Remarkable phased progress has been made in China’s 5G construction. According to the latest statistics from China’s Ministry of Industry and Information Technology (MIIT), the country had established 198,000 5G base stations by the end of March, covering over 50 million users. Besides, over 20 million 5G terminals had been connected to the 5G network.
While the 5G network construction is picking up the pace, the development of related terminals is also flourishing. As of April 22, 96 models of 5G phones had been licensed to access the network, a big step forward than the 39 models at the end of last December. The price of 5G phones also went low, with models priced below 2,000 yuan ($282) already hitting the market.
A string of 5G applications have been put into use in the consumption sector, including ultra-high definition videos, cloud gaming, virtual reality, and augmented reality. Besides, 5G is also being piloted in key areas such as internet of vehicles, industrial internet, and health care.
5G-based telemedicine enables health experts to offer “face-to-face” guidance to medical workers fighting on the COVID-19 frontline thousands of kilometers away. Such multi-party and multi-disciplinary consultation makes diagnosis more efficient. Renowned Chinese respiratory specialist Zhong Nanshan, an academician with the Chinese Academy of Engineering, conducted remote diagnosis for critically ill COVID-19 patients in Yuxi, southwest China’s Yunnan province on Fen. 21, through an HD teleconference system powered by China Mobile.
The photo taken in Tingri county, southwest China’s Tibet Autonomous Region shows the stunning scenery of the Mount Qomolangma.
China Mobile, together with its two largest rivals in China, China Telecom and China Unicom, jointly published a white paper on April 8, declaring to launch a 5G-enabled messaging service.
With the 5G messaging service, users can have interactions in complicated scenarios without having to install applications on their phones, a new model of human-machine interaction that is expected to release infinite potential.
For instance, by sending the date and destination of a trip to the ticket office of the railway service, a user will receive card-style information on the phone, and can complete a purchase by a simple click. It also works with the booking of hotel rooms, restaurants and taxi service.
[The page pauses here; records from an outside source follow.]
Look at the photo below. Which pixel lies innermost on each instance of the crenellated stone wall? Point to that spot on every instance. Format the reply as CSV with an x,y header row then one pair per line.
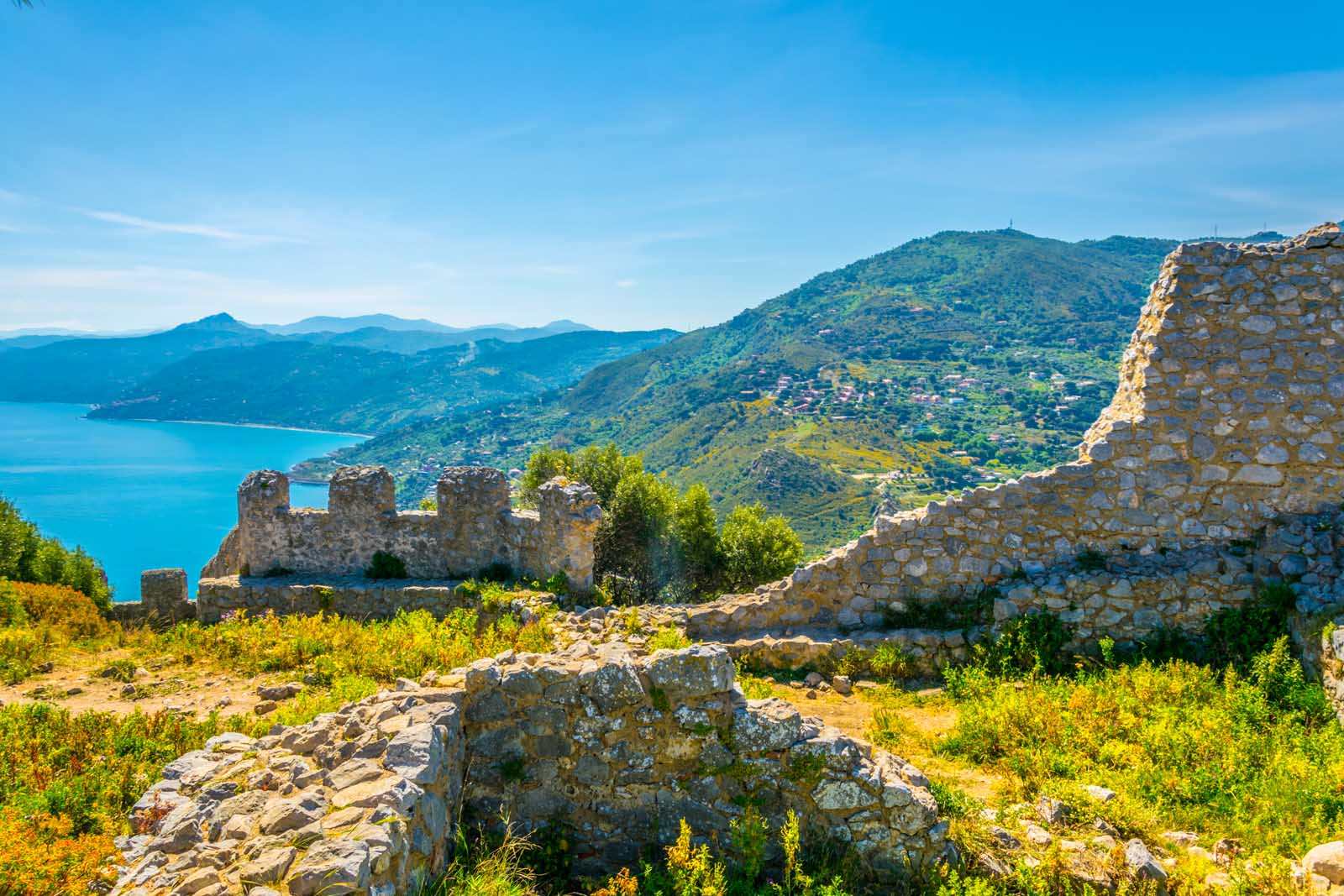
x,y
1229,417
472,528
613,748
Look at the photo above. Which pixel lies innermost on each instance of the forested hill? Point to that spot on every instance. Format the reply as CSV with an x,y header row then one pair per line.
x,y
351,389
951,360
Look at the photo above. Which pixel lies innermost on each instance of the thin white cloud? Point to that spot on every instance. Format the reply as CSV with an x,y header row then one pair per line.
x,y
185,228
181,282
554,270
437,269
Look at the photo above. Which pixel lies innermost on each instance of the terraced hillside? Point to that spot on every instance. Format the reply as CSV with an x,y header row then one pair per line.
x,y
951,360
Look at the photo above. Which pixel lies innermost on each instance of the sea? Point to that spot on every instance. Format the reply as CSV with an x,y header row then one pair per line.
x,y
143,495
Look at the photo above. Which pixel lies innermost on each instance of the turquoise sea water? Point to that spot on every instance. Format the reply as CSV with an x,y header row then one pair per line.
x,y
141,495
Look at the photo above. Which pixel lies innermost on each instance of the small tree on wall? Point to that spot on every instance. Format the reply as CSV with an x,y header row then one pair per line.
x,y
659,543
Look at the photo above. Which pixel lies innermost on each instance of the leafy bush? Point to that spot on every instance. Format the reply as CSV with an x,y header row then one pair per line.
x,y
757,547
39,620
1236,634
1027,647
386,566
696,871
1187,747
26,555
655,543
601,468
333,647
889,661
67,783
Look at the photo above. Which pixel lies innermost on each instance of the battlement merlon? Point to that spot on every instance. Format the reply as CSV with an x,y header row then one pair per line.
x,y
262,493
569,517
362,492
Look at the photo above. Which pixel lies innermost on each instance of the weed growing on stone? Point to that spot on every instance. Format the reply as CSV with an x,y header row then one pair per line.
x,y
669,638
386,566
67,783
333,647
1253,757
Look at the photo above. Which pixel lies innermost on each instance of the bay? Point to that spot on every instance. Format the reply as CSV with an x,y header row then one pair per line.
x,y
141,495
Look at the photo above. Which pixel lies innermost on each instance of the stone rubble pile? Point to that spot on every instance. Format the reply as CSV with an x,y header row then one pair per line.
x,y
615,747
Besides, the built-in payment function of the new service also allows them to pay without shifting to payment apps
“5G construction not only involves huge investment in infrastructure including engineering projects, base stations and power supply, but also spurs the upgrading of industries and guides factories’ transformation, operation, system upgrading, and technology training,” said Wang Zhiqin, deputy director of the China Academy of Information and Communications Technology (CAICT).
The photo taken on April 14, 2020 shows the 5G International Innovation Harbor at the North Bund waterfront in Hongkou district, Shanghai.
Wang predicted that China will spend 1.2 trillion yuan on 5G network construction by 2025, which is expected to drive an investment of over 3.5 trillion yuan in relevant sectors.
The country’s telecom carriers are projected to invest more than 220 billion yuan on 5G equipment this year, and the figure is expected to hit 54 billion yuan for industries, according to a 2017 white paper published by the CAICT. The technology will generate 6.3 trillion yuan of direct gross output, 2.9 trillion yuan of economic value added and 8 million jobs by 2030.
Technology is the biggest trend in today's world, and 5G is the most typical one, said Lyu Tingjie, vice chairman of the China Information Economics Society and a professor at the Beijing University of Posts and Telecommunications. He believes 5G will reshape the ecology of China’s digital economy, and even the social development in the next decade.